Turkey’s 250-mile protest

- The New York Times

Jul 6, 2017-

The trouble with the authoritarian course President Recep Tayyip Erdogan of Turkey has chosen is that once you start trying to suppress opposition, you cannot stop. Mr. Erdogan has used emergency powers to purge and arrest thousands of leftists, liberals, Kurds and others. Now thousands of protesters are trudging from Ankara to Istanbul on a March for Justice. How Mr. Erdogan will respond is not known; so far he has accused the main opposition party, the Republican People’s Party, better known as the C.H.P. and the prime organizer of the march, of abusing the concept of justice and serving as the mouthpiece of traitors. Demonizing any opposition as in cahoots with the plotters of the coup has been his preferred method of intimidating critics.
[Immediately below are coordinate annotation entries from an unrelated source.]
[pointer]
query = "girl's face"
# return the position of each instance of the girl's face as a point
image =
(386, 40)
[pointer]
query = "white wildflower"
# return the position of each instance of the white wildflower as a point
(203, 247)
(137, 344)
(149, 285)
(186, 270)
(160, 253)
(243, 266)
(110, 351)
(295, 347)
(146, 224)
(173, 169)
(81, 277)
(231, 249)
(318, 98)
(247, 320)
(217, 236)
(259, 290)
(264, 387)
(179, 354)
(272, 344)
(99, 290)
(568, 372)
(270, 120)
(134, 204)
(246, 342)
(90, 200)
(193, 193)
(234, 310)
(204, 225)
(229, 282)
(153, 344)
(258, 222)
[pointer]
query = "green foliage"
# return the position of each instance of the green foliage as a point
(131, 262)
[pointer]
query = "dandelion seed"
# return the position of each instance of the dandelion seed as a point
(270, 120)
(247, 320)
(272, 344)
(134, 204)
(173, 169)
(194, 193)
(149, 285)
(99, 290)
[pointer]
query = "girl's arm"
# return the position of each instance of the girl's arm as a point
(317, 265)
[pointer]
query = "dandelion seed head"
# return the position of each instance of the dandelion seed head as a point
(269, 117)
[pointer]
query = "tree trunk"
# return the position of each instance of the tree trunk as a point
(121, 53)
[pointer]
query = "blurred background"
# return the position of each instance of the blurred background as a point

The watershed moment for the opposition was the sentencing last month of a C.H.P. legislator and former newspaper editor to 25 years in prison for espionage.                    For the head of the C.H.P., Kemal Kilicdaroglu, that was the signal to call for the march, the first act of mass defiance. Erdogan opponents had been frustrated by Mr. Kilicdaroglu’s failure to unite a disparate opposition. Now he has made clear that while Mr. Berberoglu’s jailing is the catalyst, the march is not about one party, but about forging a broad coalition for justice.